Kathy Blake
- Full name: Kathleen Blake
- Country (sports): United States
- Born: December 18, 1946 (age 78)
- Plays: Right-handed

Singles

Grand Slam singles results
- French Open: 3R (1967)
- Wimbledon: 3R (1967)
- US Open: 1R (1966, 1972)

Doubles

Grand Slam doubles results
- French Open: 2R (1967)
- Wimbledon: 3R (1972)
- US Open: QF (1964, 1965)

Grand Slam mixed doubles results
- Wimbledon: QF (1965)
- US Open: SF (1966)

= Kathy Blake =

American tennis player

Kathleen Blake (born December 18, 1946) is an American former professional tennis player.

Blake, a California native, won the USTA Under-16s national hardcourt championships in 1962.
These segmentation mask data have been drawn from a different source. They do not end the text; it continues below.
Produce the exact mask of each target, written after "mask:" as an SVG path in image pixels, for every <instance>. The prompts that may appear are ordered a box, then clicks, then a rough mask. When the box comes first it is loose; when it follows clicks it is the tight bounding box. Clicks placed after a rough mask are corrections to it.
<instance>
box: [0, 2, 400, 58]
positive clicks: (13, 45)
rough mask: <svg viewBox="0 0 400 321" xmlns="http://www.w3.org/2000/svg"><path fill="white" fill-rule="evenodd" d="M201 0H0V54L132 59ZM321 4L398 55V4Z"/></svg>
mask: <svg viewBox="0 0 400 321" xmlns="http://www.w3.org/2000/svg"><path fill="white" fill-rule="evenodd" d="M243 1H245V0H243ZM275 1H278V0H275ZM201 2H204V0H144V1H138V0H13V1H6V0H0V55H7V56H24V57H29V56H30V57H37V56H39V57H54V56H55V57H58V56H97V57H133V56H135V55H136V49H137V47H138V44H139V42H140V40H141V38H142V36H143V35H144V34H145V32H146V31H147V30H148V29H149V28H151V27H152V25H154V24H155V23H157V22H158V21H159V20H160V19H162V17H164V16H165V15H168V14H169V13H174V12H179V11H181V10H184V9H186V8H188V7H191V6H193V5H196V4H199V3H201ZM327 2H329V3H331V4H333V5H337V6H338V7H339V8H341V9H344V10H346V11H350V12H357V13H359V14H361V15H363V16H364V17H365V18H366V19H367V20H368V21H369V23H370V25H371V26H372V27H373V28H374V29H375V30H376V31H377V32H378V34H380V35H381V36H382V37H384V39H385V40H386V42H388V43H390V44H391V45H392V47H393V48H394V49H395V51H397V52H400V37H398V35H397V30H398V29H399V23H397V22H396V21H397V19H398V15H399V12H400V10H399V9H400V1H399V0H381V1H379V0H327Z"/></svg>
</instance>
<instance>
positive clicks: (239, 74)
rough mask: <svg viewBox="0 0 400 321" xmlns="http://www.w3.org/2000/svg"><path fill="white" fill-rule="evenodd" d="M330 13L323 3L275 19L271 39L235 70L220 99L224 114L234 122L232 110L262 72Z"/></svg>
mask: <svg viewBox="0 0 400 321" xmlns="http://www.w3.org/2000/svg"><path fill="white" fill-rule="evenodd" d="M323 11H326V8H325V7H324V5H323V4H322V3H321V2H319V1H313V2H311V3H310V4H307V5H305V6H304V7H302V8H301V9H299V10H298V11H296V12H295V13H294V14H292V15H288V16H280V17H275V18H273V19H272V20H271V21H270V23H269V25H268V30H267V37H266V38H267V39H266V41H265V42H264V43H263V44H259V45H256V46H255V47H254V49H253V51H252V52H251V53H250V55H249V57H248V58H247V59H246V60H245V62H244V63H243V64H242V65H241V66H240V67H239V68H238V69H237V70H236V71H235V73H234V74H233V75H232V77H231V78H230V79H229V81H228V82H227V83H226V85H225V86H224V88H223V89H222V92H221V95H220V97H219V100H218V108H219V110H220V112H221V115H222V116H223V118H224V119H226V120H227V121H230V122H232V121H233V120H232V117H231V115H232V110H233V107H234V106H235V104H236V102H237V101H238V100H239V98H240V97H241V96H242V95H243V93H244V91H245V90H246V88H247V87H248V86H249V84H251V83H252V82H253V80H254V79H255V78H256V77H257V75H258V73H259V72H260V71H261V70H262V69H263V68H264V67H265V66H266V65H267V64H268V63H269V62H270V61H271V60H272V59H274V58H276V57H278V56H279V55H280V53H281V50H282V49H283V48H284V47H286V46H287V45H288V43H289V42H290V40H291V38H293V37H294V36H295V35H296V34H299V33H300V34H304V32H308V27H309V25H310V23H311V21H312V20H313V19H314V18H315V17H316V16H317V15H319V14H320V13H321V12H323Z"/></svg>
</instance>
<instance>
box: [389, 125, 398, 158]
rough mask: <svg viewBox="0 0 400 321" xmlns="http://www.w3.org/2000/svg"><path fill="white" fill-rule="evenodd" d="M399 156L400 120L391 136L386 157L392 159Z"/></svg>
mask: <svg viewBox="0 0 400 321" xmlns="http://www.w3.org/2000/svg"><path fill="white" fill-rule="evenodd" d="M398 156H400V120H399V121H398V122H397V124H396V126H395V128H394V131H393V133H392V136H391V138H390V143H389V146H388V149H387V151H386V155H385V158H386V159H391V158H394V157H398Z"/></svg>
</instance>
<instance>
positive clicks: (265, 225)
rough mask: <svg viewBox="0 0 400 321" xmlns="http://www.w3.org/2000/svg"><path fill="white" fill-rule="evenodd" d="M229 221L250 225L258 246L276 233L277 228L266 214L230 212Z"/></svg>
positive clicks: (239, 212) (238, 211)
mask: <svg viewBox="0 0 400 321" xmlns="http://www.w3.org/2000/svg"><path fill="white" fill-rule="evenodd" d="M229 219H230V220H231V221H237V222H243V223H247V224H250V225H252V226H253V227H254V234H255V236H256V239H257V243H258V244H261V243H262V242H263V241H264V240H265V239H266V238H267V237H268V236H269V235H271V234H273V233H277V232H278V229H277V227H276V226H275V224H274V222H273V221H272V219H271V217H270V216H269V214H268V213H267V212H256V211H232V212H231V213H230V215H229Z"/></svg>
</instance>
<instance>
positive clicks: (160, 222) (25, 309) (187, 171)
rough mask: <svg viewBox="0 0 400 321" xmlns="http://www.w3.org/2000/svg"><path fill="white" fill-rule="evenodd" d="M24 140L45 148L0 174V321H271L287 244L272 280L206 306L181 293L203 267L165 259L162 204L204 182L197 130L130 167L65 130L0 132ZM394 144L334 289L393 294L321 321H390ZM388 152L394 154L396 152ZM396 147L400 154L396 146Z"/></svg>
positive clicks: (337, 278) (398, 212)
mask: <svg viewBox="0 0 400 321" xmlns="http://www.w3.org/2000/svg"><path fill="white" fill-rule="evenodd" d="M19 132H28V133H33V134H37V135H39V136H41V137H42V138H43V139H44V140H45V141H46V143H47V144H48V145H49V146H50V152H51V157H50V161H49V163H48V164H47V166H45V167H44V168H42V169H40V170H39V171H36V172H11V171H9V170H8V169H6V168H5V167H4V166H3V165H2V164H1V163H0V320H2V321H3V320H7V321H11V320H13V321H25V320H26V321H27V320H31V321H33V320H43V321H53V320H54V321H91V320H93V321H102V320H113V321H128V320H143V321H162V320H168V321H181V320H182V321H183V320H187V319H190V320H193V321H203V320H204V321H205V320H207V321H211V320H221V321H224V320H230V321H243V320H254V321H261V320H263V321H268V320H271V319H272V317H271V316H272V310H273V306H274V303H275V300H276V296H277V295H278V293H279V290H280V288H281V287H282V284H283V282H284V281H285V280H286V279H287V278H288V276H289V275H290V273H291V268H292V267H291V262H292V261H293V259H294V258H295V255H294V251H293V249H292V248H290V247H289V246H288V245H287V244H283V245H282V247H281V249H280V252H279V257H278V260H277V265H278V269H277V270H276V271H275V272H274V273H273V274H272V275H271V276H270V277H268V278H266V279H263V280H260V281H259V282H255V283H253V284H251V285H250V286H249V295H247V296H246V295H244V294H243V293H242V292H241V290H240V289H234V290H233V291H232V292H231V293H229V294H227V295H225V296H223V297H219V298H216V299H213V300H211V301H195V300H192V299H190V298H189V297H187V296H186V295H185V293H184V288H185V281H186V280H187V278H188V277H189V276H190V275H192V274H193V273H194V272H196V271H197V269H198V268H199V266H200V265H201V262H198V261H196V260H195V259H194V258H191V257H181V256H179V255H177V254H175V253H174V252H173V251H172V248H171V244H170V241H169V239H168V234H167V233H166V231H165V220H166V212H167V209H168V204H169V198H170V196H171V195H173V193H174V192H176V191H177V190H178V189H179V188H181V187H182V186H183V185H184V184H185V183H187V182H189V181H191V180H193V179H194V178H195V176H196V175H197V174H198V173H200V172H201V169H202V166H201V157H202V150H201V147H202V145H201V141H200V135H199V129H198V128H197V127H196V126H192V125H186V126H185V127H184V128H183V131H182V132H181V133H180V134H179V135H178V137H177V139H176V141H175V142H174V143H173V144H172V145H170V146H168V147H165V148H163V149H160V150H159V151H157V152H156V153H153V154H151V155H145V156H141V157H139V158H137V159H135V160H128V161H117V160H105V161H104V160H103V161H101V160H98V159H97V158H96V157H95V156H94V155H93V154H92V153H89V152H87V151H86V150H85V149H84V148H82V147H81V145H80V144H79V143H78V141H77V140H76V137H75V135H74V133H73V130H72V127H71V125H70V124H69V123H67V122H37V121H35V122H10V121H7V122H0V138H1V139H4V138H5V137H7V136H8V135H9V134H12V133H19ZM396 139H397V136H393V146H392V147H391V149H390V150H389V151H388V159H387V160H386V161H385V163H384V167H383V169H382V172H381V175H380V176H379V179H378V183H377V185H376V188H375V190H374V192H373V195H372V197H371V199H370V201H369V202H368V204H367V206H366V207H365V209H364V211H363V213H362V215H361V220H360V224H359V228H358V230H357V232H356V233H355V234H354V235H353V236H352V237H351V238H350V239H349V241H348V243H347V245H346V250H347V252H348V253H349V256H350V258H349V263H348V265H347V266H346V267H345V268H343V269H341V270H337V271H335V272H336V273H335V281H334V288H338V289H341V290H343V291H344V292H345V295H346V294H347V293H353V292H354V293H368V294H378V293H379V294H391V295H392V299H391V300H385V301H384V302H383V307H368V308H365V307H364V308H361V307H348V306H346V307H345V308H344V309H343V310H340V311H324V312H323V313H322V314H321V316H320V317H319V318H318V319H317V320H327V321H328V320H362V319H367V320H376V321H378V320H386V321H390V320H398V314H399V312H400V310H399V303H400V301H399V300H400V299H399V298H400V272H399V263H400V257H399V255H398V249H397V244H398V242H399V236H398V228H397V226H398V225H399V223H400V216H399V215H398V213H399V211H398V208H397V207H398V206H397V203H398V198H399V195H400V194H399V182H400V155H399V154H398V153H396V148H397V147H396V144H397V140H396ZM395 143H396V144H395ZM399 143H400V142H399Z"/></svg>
Before the introduction of tiebreaks, she held the record for playing the longest match in women's professional tennis, with a 12-10, 6-8, 14-12 win over Elena Subirats at Piping Rock in 1966.

Blake's best national ranking was 11th.

Her best performances in grand slams came in doubles, including a mixed doubles quarter-final appearance at the 1965 Wimbledon Championships. She was a women's doubles quarter-finalist at the 1964 U.S. National Championships and in the same tournament two years later made the mixed doubles semi-finals with Butch Seewagen.

Married to tennis coach Wayne Bryan since 1973, Blake is the mother of identical twin doubles players the Bryan brothers (Bob and Mike).